Today’s Fireside Chat is with our friend, Max Gladstone, an extremely talented young novelist whose first book, a fantasy novel called Three Parts Dead, just came out in paperback. Gladstone has received a great deal of critical acclaim for the book, and additionally has recently been nominated for the John W. Campbell Award for Best New Writer, the David Gemmell Legend Award, the David Gemmell Morningstar Award, and the Massachusetts Book Award. He just got back from a West Coast tour to promote the book, including San Diego ComicCon.
Your debut novel, Three Parts Dead, recently came out in paperback. Can you tell us a bit about the book?
Sure! Three Parts Dead is the story of Tara, a junior associate at an international necromancy firm, who’s been hired to resurrect a dead god. If she doesn’t succeed, the god’s city will start falling apart—since he powers its steam generators and provides heat to the masses, among other functions. Unfortunately, you can’t just bring back dead things the way they were before. Compromises must be made, which of course sets Tara up against the god’s clergy. Meanwhile, people connected with the case start turning up dead. Add to this some wild gargoyles, a creepy hive-mind police force, a vampire pirate captain, and an abundance of sorcerers with unclear motives, and you have some good clean fun.
Well. Maybe not that clean.
What has it been like, selling your book, following the process through to publication and premiere?
Heady, and it hasn’t lightened up at all since publication. Writing the book was the easy part—to sell it I had to learn an entirely different set of skills, for summarizing and compressing action. The agent search was the hardest part. Once I did that, everything else followed swiftly. I’ve been tremendously lucky to work with such a talented team at Tor Books. They’ve taken care of me, and helped the book succeed.
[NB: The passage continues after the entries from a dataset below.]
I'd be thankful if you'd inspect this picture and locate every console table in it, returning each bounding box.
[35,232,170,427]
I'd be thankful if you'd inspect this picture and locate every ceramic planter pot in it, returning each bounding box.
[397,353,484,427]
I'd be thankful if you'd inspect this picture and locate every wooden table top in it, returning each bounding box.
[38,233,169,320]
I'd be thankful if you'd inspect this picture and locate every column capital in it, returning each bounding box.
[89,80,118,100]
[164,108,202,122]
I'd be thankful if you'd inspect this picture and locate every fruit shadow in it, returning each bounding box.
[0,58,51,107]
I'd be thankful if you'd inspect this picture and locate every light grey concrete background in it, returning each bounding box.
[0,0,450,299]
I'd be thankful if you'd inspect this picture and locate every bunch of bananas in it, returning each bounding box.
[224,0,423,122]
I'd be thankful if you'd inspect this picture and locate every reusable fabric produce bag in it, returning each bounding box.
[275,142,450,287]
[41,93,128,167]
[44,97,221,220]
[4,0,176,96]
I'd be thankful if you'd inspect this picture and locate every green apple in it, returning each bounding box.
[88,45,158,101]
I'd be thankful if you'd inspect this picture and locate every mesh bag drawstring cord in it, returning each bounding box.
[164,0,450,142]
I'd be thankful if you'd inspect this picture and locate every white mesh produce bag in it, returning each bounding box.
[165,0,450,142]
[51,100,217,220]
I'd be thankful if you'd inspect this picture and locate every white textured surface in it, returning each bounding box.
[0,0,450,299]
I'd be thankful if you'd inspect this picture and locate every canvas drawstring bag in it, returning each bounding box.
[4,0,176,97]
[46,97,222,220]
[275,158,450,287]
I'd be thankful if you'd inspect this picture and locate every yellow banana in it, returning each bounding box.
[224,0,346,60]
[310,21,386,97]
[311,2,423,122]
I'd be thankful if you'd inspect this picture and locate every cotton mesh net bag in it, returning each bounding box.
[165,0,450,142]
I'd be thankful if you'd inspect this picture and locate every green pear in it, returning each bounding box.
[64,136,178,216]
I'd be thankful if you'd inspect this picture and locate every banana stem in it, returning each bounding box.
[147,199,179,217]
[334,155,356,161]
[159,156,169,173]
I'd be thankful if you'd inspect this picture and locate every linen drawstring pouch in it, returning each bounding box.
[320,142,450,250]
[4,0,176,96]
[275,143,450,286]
Do you have any fun stories to share, either from the publication process or from the process of writing the book itself?
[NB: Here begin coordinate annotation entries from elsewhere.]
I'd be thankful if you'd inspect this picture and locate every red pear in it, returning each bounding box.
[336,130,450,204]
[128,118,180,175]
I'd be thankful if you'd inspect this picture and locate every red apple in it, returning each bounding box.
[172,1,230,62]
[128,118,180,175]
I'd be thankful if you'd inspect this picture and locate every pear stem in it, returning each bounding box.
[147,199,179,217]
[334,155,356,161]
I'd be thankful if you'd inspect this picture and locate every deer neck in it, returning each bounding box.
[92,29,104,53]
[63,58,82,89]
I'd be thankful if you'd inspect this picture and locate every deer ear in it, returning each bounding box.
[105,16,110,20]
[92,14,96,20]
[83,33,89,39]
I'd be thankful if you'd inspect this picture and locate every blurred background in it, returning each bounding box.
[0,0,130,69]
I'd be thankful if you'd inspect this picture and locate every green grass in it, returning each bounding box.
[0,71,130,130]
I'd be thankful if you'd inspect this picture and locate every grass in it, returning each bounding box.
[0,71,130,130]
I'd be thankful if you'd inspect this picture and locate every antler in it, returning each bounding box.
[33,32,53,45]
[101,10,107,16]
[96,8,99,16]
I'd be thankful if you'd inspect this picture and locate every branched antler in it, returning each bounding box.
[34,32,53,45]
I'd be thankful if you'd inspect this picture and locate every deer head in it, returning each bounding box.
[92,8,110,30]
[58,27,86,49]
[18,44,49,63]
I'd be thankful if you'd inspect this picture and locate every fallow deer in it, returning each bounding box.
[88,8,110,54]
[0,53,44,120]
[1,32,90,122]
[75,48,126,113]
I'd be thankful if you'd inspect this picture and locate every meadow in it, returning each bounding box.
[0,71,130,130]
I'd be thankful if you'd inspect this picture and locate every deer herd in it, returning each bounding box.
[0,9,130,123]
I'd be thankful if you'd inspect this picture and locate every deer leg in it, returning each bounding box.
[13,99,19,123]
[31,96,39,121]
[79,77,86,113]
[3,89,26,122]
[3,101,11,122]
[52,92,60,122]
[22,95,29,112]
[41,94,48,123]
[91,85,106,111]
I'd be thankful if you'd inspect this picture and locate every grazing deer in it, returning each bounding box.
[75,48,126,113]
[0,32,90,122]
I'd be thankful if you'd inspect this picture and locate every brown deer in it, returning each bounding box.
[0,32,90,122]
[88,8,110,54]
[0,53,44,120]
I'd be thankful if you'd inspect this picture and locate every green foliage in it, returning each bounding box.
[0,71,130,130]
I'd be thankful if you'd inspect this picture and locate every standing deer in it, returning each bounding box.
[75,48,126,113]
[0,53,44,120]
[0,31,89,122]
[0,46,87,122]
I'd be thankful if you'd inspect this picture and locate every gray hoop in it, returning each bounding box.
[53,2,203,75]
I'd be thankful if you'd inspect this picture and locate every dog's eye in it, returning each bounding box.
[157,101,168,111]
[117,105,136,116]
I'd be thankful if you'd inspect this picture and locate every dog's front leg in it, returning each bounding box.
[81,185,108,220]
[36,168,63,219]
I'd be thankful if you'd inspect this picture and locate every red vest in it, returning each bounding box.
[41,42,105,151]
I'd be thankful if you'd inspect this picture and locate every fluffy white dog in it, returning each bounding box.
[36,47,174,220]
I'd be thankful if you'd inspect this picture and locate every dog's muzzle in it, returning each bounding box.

The best stories come from the writing process, since (fortunately) publication itself wasn’t fraught with “interesting” (i.e. hair-raising) developments. I was working on the first draft of Three Parts Dead back during the height of the recession, in 2008, and—having just returned from a few years abroad, very bad timing on my part—was dancing between side jobs. I wrote some key sections of the book while I was working as a tour guide for the Swiss Embassy! My job was to hang around this exhibit they ran at Logan Airport and engage people who came by. I did a lot of that, but there were huge down periods. So I set up my word processor at the lectern where they asked me to stand, and whenever there weren’t people around, I’d get to work. I became very good at stopping in mid-sentence, and coming back later.
Moving on to the book itself, where/how did you initially come up with the idea for Three Parts Dead?
In 2008, I came back from China, right as the economy did its nosedive into the meat grinder. My wife had just started law school at the time, so I had access to a lot of information, through her, about what was happening. The crisis was apocalyptic, but it wasn’t physical—that is, you couldn’t point to a physical smoking crater where, say, AIG or Bear Sterns used to be and say, “Ah, yes, Crisis.” It was immaterial: beings built of spirit and dream and confidence (and more than a little hot air and fraud) were dying, and their deaths reverberated through human lives. It felt like we were in the middle of a spiritual war. These firms seemed like pagan gods dying—and all the bankruptcy attorneys and economists running around trying to save them seemed like necromancers. And there I had the seed of a book!
Did you find your wife helpful in writing some of the contract or courtroom scenes in your book?
I asked her a bunch of questions about law, and made a bunch more stuff up. It’s not customary, for example, for litigators to try to kill one another with dark magic in the course of a case. Not that I know of anyway. But, yes, if at any point in Three Parts Dead I sound like I know what I’m talking about, it’s probably because I’m drawing off of my wife’s experience—or that of one of my other lawyer friends and relatives.
How did you come up with the title?
It’s a quote from Bertrand Russell: “To fear love is to fear life, and those who fear life are already three parts dead.”